SARS-CoV-2 variants have rapidly supplanted the initial Wuhan strain and have greater capacities of transmissibility. The first variant to emerge was the D416G, with a mutation that improved the spike’s interaction with the ACE2 receptor, but which did not enable it to evade neutralizing antibodies (See News-COVID-19.info letter 8-14 Mars 2021). More recently mutations and deletions have appeared in the RBD (Receptor Binding Domain) and the N-terminal of the spike, resulting in the appearance of the UK variant (B1.1.7), the South African variant (B.1.351) and two distinct Brazilian variants (P1 and P2). Recent studies suggest that these mutations are selected in vivo by selection pressure brought about by neutralizing antibodies induced by the initial strain. These variants have different degrees of sensitivity to the antibodies and can potentially evade the immune response. The majority of studies on this subject use synthetic viral systems and, less frequently, authentic viruses: this can influence results since mutations not situated in the spike, notably non-structural proteins, may increase viral propagation or sensitivity to antibodies.

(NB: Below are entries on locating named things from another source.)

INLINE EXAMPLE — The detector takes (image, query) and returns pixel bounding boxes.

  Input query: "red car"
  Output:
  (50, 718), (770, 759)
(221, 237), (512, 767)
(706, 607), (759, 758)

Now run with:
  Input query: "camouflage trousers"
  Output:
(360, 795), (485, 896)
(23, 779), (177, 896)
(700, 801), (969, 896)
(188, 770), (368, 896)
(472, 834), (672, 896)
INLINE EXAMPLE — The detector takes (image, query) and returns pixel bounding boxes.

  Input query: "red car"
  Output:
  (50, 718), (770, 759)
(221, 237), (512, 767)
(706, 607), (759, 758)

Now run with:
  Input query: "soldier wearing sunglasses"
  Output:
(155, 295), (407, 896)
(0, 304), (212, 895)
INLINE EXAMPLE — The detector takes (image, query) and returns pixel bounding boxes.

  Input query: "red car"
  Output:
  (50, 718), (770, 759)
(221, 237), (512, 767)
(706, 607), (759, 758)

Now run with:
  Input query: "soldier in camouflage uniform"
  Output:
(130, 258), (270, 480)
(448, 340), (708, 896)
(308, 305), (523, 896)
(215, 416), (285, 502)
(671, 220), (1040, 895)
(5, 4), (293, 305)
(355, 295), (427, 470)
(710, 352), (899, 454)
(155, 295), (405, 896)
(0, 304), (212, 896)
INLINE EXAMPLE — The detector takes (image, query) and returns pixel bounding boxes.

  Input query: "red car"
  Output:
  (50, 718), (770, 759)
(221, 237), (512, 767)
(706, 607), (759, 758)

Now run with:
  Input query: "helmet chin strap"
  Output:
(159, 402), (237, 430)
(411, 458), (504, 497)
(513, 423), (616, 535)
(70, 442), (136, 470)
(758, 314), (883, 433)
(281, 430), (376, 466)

In order to correct this problem, researchers at the Pasteur Institute in Paris compared the sensitivity of authentic viral strains D416G, B.1.1.7 and B.1.351 to neutralizing antibodies. The viruses were isolated in patients, sequenced then amplified in vitro. In parallel, the serum of 25 convalescing and non-vaccinated COVID-19 patients (blood with no cells or clotting factors and containing antibody mixtures, including neutralizing antibodies) was taken 3 – 6 months after the appearance of symptoms. Using an in vitro system of infection (S-Fuse GFP), they showed that the D416G strain (the reference strain) and the B.1.1.7 strain had the same sensitivity to antibodies after 3 or 6 months, whereas the B.1.351 strain is 5 to 10 times less sensitive. These observations were confirmed using a supplementary cohort of 30 patients, 9 months after their infection: the level of neutralizing antibodies was 6 times less, and 40% of the serums did not neutralize the B.1.351 strain.
After adapting their system for flow cytometry, they analysed these same serums, the 2 monoclonal antibodies (purified, with each having a single target) and the soluble ACE2, and they evaluated their capacity to bind to the spike proteins of the 3 strains. While the mAb102 antibody binds in an identical manner to the three spikes, the mAb48 binds less well to the B.1.1.7, and not at all to the B.1.351. Overall, the serums recognised the 3 spikes identically, with a slight fall for B.1.351 in the samples taken later. Binding of the ACE2 to the spike of B.1.1.7 was much stronger than for B.1.351, but both were superior to that of D416G. So the ability to bind to the spike does not reflect the ability to neutralize.
This approach was repeated with samples taken from 19 vaccinated medical personnel (Pfizer Cominarty; no prior infection) 2 to 6 weeks after the 1st dose, the second injection being given in the 3rd week. D416G was neutralized in week 2, B.1.1.7 in week 3 (but less effectively), and B.1.351 in week 4 (a 2nd injection being necessary), at a lower level than the 2 others. Three weeks after the 1st dose, 63% of the serums neutralized the D416G, 38% the B.1.1.7, and none the B.1.351. Three weeks after the second injection (week 6) the level of antibodies increased significantly and 92% of the samples were able to neutralize the D416G and B.1.1.7 strains, and 77% the B.1.351 strain, but with much lower levels of antibodies. It was surprising that neutralizing antibodies were not found in the nasal mucus of vaccinated individuals, whereas levels in the blood were satisfactory. The Pfizer does not, therefore, develop an early antibody response in the oro-nasal mucous membranes.